A buyer’s agent can make recommendations for things like a home inspector or local real estate attorney, but it’s also important to research and verify those recommendations online. Asking a relocation specialist or other people in the community for recommendations is another great way to find these kinds of professionals. Hopefully, by this part of the process, you’ve found success with steps 1 – 3 and have these resources you can turn to.

9. Familiarize Yourself With Your New State’s Real Estate Laws

You may have dreams for what you’ll do with your new property, but your new state may have other plans. All states have their own quirks when it comes to real estate law, so you’ll want to be familiar with them before purchasing a new home.

Do some research to get familiar with things like zoning laws, building codes, property lines and even fencing in your selected area. That way, you can ensure there are no surprise restrictions when you want to make changes or improvements to your new property.

Your real estate agent and real estate attorney will be good sources to start with for gathering this type of information.

10. Work With A Reputable Title Agency

When it comes to buying a house in any state, a clean title is important. This shows the seller has the right to sell the property to you, the buyer.

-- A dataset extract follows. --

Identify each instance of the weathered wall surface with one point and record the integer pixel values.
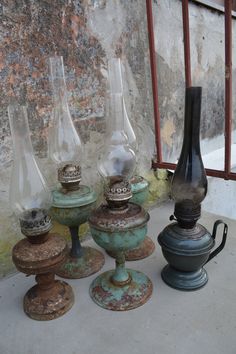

The title is so important that you’ll want to make sure you work with a reputable title company, which will perform the title search, survey the property and complete a legal document that states the seller has the right to sell the property.

The title company may also provide lender’s and owner’s title insurance.

The mortgage lender’s title insurance is required and protects the lender’s investment in the home should someone come along in the future and claim they own the property. An owner’s title policy protects the homeowner’s equity. Owner’s title insurance is not required but recommended.

When choosing a reputable company, shop around. Ask for recommendations, get referrals and investigate the reputation of each company.

Bonus: Take A Trip

There’s nothing that can substitute taking a trip to your new location, even with today’s technology helping close the gap between virtual and real life. If you’re able, go to the area and see for yourself what feels right.

If you’re still in the home search phase, plan to visit a number of cities within your desired commuting distance from your job. Visit the downtown area, if there is one, and walk through a few of the neighborhoods. Note what you like and don’t like about each one to help narrow your search to one area. If you have time, you may be able to attend a few walkthroughs or open houses.

If you’ve already purchased a home or had a bid accepted, take a trip down to walk through it before closing. Drive through the neighborhood, meet your neighbors and visit nearby restaurants and businesses to get a feel for what life will be like in the coming months.

The Bottom Line: Follow These Steps And You’ll Be Home Soon

Buying a house in another state may require a few extra steps and a little creativity. After all, you want to find a home you love from afar and figure out all of the logistics of your move. Technology is helpful, but nothing beats the work of friends, family, new neighbors, relocation specialists and a skilled real estate agent.